Americans are swamped in credit card debt. A recent report shows that the average American family has over $8,000 in revolving debt and 43 percent are spending more than they earn each year.
Eliminating credit card debt is a good option if you want to get your financial life on track again. It is recommended, that you consolidate your debts now, as this is the best time to do so. It is widely known, that the economy has slowed down, and as a result of this the interest rates have slowed down as well. If you are paying high rates of interest on credit cards and other debts which are unsecured, and you have accumulated some home equity, there are chances that you can restructure your debts along with reducing your monthly installments and as a result of this, everything gets paid off faster.
If you are paying interest that is higher than 1% as compared to the latest mortgage rates, you may be a decent nominee for debt consolidation through a Home Equity Line of Credit. Moreover, if you are paying more than or equal to 15% on your credit cards, then these debts can be paid off at a much lower rate and it is noted that people who pay less interest are also able to get a reduction in the principal amount on their debts. If you don’t have the option to pay off all your debts, which are unsecured, then it is suggested that you prioritize your needs. You can also go for unsecured debt consolidation.
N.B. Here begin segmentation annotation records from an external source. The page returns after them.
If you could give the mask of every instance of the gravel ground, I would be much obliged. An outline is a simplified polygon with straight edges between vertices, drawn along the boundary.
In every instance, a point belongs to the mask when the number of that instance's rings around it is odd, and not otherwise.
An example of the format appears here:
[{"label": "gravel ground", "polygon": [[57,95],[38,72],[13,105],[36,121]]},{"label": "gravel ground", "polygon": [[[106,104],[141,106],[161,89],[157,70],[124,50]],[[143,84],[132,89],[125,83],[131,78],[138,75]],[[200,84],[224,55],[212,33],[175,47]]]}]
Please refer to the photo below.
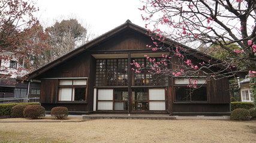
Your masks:
[{"label": "gravel ground", "polygon": [[256,120],[37,120],[0,119],[0,142],[256,142]]}]

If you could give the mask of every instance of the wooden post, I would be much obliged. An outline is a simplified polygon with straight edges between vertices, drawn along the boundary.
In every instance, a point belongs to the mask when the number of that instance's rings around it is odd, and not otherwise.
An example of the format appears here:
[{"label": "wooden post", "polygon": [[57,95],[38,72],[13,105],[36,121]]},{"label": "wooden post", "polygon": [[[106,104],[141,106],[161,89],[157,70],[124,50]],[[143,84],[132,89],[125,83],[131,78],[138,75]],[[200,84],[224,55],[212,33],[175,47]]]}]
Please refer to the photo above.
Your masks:
[{"label": "wooden post", "polygon": [[128,113],[131,113],[131,111],[132,110],[132,91],[131,91],[131,52],[128,52]]}]

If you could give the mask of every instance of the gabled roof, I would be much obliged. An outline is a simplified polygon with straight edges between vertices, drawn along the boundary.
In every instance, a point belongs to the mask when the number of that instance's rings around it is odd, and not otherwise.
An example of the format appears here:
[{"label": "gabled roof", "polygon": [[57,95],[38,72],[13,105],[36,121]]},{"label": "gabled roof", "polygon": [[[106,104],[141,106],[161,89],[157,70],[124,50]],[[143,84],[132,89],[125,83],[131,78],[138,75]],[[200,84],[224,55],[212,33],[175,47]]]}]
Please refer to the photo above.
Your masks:
[{"label": "gabled roof", "polygon": [[[76,56],[79,53],[81,53],[84,51],[86,51],[89,49],[91,49],[94,46],[99,44],[101,42],[103,42],[104,41],[106,41],[106,40],[111,38],[113,36],[116,35],[117,33],[119,33],[119,32],[127,29],[131,29],[138,33],[140,33],[143,35],[146,35],[146,33],[147,33],[147,30],[143,28],[140,26],[138,26],[136,24],[134,24],[132,23],[129,20],[127,20],[127,21],[124,23],[123,24],[121,24],[121,26],[116,27],[115,29],[109,31],[108,32],[97,37],[97,38],[89,41],[89,42],[79,46],[79,48],[70,51],[70,52],[58,58],[57,59],[51,61],[50,63],[44,65],[44,66],[38,68],[38,69],[34,70],[34,72],[29,73],[27,76],[28,76],[28,79],[32,79],[36,77],[37,76],[39,76],[41,73],[43,73],[51,69],[52,68],[56,66],[57,65],[59,65],[63,62],[65,61],[66,60],[73,57],[74,56]],[[211,56],[209,56],[207,54],[205,54],[204,53],[198,52],[198,51],[192,49],[190,47],[188,47],[186,45],[182,45],[181,43],[179,43],[176,41],[174,41],[171,39],[165,38],[165,40],[164,41],[165,43],[167,43],[169,45],[176,45],[176,46],[180,46],[183,47],[183,48],[186,49],[186,52],[188,54],[189,54],[190,55],[195,57],[195,58],[197,58],[198,59],[202,60],[203,61],[205,61],[206,62],[208,62],[209,60],[211,60],[210,63],[219,63],[222,61],[221,61],[219,60],[215,59],[213,58]],[[225,69],[227,67],[224,67],[223,66],[219,65],[218,66],[219,68]],[[242,74],[242,75],[245,76],[245,74]]]}]

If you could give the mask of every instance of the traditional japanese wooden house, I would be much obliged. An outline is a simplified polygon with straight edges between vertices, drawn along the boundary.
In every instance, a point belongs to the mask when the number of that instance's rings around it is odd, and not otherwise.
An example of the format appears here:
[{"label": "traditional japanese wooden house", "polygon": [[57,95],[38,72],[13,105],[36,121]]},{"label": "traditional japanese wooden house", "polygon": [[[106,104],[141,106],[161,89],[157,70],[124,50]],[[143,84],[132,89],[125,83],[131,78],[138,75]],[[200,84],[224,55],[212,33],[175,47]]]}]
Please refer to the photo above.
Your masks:
[{"label": "traditional japanese wooden house", "polygon": [[[80,113],[230,113],[227,78],[198,79],[201,88],[188,96],[188,81],[182,77],[164,74],[158,79],[152,74],[131,70],[132,60],[150,66],[145,54],[156,60],[162,57],[162,51],[146,47],[153,42],[146,32],[127,20],[29,74],[29,80],[41,80],[41,104],[48,111],[64,106]],[[204,56],[197,53],[192,54],[194,59]],[[206,55],[204,58],[198,60],[212,59]]]}]

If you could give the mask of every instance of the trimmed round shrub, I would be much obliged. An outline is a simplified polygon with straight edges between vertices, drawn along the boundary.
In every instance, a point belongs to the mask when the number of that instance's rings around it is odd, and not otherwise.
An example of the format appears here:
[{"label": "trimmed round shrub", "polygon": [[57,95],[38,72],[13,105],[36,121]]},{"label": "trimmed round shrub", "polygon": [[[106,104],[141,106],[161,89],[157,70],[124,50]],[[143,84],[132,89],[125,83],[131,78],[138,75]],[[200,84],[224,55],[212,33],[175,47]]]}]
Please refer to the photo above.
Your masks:
[{"label": "trimmed round shrub", "polygon": [[68,117],[68,110],[65,107],[56,107],[51,110],[51,116],[57,119],[63,120]]},{"label": "trimmed round shrub", "polygon": [[29,105],[24,109],[23,115],[25,117],[32,119],[43,117],[46,116],[46,110],[44,107],[39,105]]},{"label": "trimmed round shrub", "polygon": [[249,120],[251,118],[250,112],[245,108],[237,108],[234,110],[230,115],[231,120]]},{"label": "trimmed round shrub", "polygon": [[231,97],[230,98],[230,102],[236,102],[237,101],[237,100],[236,100],[236,98],[234,98],[234,97]]},{"label": "trimmed round shrub", "polygon": [[254,108],[249,109],[250,115],[252,116],[252,119],[256,119],[256,110]]},{"label": "trimmed round shrub", "polygon": [[22,118],[24,117],[23,111],[24,109],[27,107],[28,104],[18,104],[11,108],[11,117],[13,118]]},{"label": "trimmed round shrub", "polygon": [[237,108],[250,109],[254,107],[254,104],[252,102],[231,102],[230,103],[231,110],[233,111]]}]

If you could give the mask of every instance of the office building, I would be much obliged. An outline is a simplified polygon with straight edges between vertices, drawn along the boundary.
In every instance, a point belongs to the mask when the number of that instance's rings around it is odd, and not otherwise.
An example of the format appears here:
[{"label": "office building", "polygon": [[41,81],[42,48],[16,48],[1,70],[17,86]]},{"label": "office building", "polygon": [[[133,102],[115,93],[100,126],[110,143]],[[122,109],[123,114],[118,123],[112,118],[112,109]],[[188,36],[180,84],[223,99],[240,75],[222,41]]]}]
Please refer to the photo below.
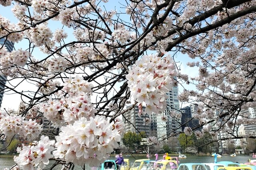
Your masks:
[{"label": "office building", "polygon": [[[180,109],[182,114],[181,123],[184,125],[182,127],[182,131],[186,127],[191,127],[192,129],[199,127],[198,120],[194,118],[194,114],[195,114],[198,107],[198,105],[197,104],[190,104],[189,106],[186,106]],[[200,131],[201,129],[201,128],[198,127],[195,130]]]},{"label": "office building", "polygon": [[[2,45],[4,44],[5,45],[5,47],[8,51],[11,52],[13,50],[14,47],[12,42],[8,40],[6,41],[5,39],[0,39],[0,45],[0,45],[0,47],[2,47]],[[4,97],[4,91],[7,80],[7,78],[0,73],[0,107],[1,107],[3,97]]]},{"label": "office building", "polygon": [[[127,108],[129,107],[127,107]],[[142,109],[144,110],[144,107]],[[150,133],[150,124],[146,123],[146,119],[149,118],[148,115],[146,114],[139,117],[138,114],[139,108],[135,106],[132,110],[124,114],[123,120],[125,123],[126,130],[125,133],[129,131],[139,134],[139,132],[145,132],[147,136]]]},{"label": "office building", "polygon": [[[178,111],[180,109],[178,92],[178,87],[173,87],[172,90],[166,93],[168,98],[166,99],[167,106],[165,111],[157,115],[153,113],[150,115],[151,135],[157,137],[160,140],[182,131],[181,120],[170,114],[172,111],[180,113]],[[165,117],[164,121],[162,117]]]}]

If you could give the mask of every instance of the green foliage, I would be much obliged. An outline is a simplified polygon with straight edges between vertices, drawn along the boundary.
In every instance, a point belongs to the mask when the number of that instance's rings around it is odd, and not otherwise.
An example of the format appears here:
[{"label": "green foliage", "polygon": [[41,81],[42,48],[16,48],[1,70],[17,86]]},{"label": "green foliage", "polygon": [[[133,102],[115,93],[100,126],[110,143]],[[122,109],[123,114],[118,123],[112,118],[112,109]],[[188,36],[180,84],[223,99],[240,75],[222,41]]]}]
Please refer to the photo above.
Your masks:
[{"label": "green foliage", "polygon": [[169,147],[169,145],[165,144],[163,145],[163,150],[165,153],[170,153],[171,149]]},{"label": "green foliage", "polygon": [[124,135],[124,137],[122,139],[123,143],[129,149],[134,149],[136,147],[140,145],[142,136],[144,135],[142,132],[141,132],[140,134],[137,135],[135,133],[128,132]]},{"label": "green foliage", "polygon": [[188,147],[194,147],[194,139],[195,138],[194,134],[191,136],[187,136],[185,133],[182,133],[180,135],[178,139],[182,149],[185,150]]},{"label": "green foliage", "polygon": [[6,149],[10,151],[11,154],[13,153],[17,147],[17,145],[19,143],[19,141],[17,139],[13,139],[11,142],[10,145],[7,147]]}]

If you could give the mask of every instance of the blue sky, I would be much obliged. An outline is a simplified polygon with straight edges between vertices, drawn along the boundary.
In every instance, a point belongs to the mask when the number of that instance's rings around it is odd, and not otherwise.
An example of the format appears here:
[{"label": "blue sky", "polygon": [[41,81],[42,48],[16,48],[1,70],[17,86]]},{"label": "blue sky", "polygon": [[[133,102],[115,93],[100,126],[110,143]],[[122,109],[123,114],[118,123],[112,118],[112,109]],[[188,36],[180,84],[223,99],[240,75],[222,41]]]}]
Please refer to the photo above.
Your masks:
[{"label": "blue sky", "polygon": [[[111,0],[110,0],[110,2]],[[111,4],[111,2],[110,4]],[[106,9],[108,10],[110,9],[110,8],[113,7],[110,6],[109,5],[105,6]],[[18,20],[12,14],[11,11],[11,8],[13,6],[8,7],[3,7],[0,5],[0,14],[2,16],[8,18],[12,22],[14,23],[17,23],[18,22]],[[62,27],[62,25],[61,24],[60,21],[50,21],[48,23],[49,27],[52,29],[52,30],[53,32],[54,30],[57,28],[61,29]],[[71,39],[74,38],[74,36],[72,34],[72,31],[69,31],[68,29],[65,27],[64,29],[67,31],[68,34],[68,41],[70,41]],[[19,42],[18,43],[16,43],[14,45],[14,47],[16,49],[22,48],[23,49],[25,49],[27,47],[28,41],[26,40],[24,40],[22,41]],[[40,58],[43,58],[44,56],[45,56],[45,55],[43,54],[40,52],[40,51],[38,49],[36,49],[32,54],[36,58],[40,59]],[[189,73],[190,76],[196,76],[197,75],[197,69],[195,68],[191,68],[188,67],[186,66],[186,63],[187,62],[192,61],[194,60],[191,59],[189,58],[186,55],[184,55],[181,54],[179,55],[175,59],[176,61],[178,61],[180,63],[178,63],[178,65],[180,65],[182,70],[181,72],[183,74],[188,74]],[[16,83],[18,83],[18,80],[16,81]],[[191,86],[191,85],[188,86],[188,85],[184,84],[185,87],[186,88],[190,88],[194,89],[194,88]],[[30,86],[28,86],[28,85],[26,83],[24,83],[21,84],[18,88],[18,89],[21,89],[23,90],[28,90],[32,88],[36,89],[36,87],[31,87]],[[182,88],[179,87],[180,90],[182,90]],[[10,101],[12,101],[11,102]],[[2,104],[1,107],[1,109],[3,108],[12,108],[14,110],[16,110],[18,107],[18,105],[20,102],[20,99],[19,95],[16,94],[13,94],[12,95],[7,95],[4,94],[4,99],[2,101]]]}]

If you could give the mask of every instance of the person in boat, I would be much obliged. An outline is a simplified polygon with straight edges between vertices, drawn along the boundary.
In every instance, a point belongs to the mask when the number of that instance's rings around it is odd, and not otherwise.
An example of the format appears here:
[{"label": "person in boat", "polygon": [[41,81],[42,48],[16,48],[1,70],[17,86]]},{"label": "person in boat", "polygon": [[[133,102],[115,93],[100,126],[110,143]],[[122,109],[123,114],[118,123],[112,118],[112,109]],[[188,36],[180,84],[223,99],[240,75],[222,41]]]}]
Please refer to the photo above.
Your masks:
[{"label": "person in boat", "polygon": [[122,153],[120,153],[120,154],[119,154],[119,156],[118,156],[115,162],[116,164],[118,165],[124,165],[124,158],[123,157]]}]

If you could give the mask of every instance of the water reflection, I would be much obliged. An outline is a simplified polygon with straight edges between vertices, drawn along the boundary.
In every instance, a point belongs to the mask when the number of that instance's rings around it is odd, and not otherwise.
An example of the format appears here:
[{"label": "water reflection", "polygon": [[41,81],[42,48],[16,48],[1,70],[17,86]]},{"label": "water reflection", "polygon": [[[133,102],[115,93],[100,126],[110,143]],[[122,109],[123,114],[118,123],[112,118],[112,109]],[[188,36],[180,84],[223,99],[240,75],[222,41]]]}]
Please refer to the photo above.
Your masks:
[{"label": "water reflection", "polygon": [[[125,158],[129,158],[130,162],[133,162],[135,159],[145,159],[146,158],[146,156],[136,156],[134,157],[132,156],[127,156],[123,155]],[[171,155],[171,156],[172,155]],[[235,157],[231,157],[230,156],[223,156],[222,158],[218,158],[217,161],[232,161],[234,162],[238,162],[240,163],[245,163],[248,162],[248,159],[250,158],[252,159],[252,156],[238,156]],[[115,158],[110,158],[110,159],[114,160]],[[152,158],[152,159],[154,159],[154,158]],[[188,156],[186,159],[180,159],[180,163],[209,163],[213,162],[214,161],[214,158],[210,156]],[[50,162],[50,165],[54,163],[54,161],[51,161]],[[15,162],[13,160],[13,158],[12,157],[0,157],[0,170],[3,170],[5,168],[10,168],[13,165],[15,164]],[[50,167],[50,165],[49,165],[47,166],[47,168]],[[59,170],[61,170],[62,167],[62,165],[58,165],[56,166],[54,169]],[[90,168],[89,167],[86,167],[87,170],[90,170]],[[80,166],[77,166],[75,168],[76,170],[82,170],[82,168]]]}]

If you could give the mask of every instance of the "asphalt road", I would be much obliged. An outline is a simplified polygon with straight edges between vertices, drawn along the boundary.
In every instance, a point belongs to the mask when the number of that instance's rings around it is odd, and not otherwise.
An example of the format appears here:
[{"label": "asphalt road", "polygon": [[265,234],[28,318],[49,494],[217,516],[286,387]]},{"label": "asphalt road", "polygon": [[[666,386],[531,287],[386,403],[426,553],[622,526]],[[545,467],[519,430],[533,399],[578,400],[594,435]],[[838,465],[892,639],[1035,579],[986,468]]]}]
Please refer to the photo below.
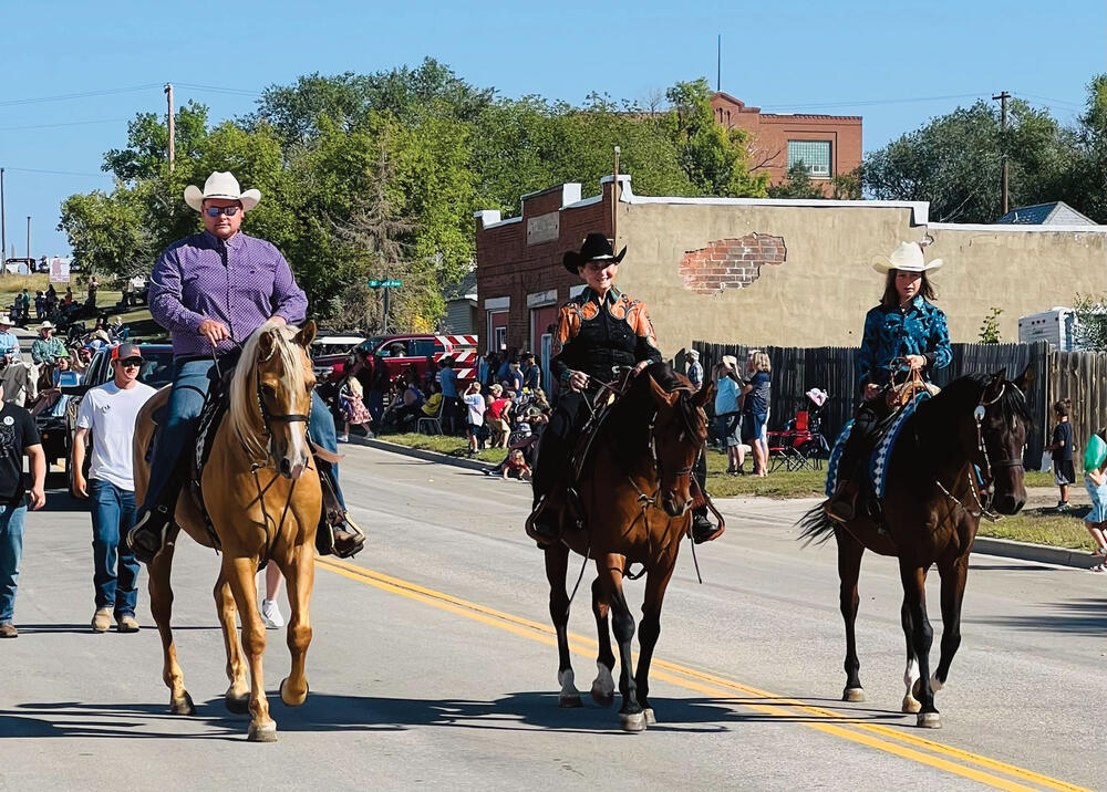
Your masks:
[{"label": "asphalt road", "polygon": [[[962,648],[938,696],[943,729],[924,731],[899,712],[893,562],[862,567],[868,701],[842,704],[832,550],[796,542],[804,503],[727,502],[726,534],[699,550],[704,584],[686,545],[669,591],[660,722],[628,734],[617,707],[587,695],[587,587],[570,623],[584,706],[557,706],[541,554],[520,529],[527,487],[361,447],[343,466],[371,546],[318,563],[300,708],[276,695],[288,653],[268,633],[275,744],[247,743],[246,717],[223,707],[211,552],[177,553],[177,645],[198,713],[172,716],[145,573],[143,631],[92,634],[89,517],[51,494],[28,519],[21,635],[0,642],[0,789],[1107,788],[1099,575],[974,557]],[[642,587],[628,583],[635,607]]]}]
The best method to do this is to start by debt stacking, where you can pay off all your lower balances initially, which frees up funds so that you can apply to higher balances. If you have one credit card which has high balance, which cannot be covered by a consolidation loan, then eliminating all the payments of the accounts which have lesser balance will free up money for payment of other accounts. Consolidating credit cards is one of the best options as far as
getting out of debt is concerned.
This report was contributed by guest author Elissa Brown of debtconsolidation123.net.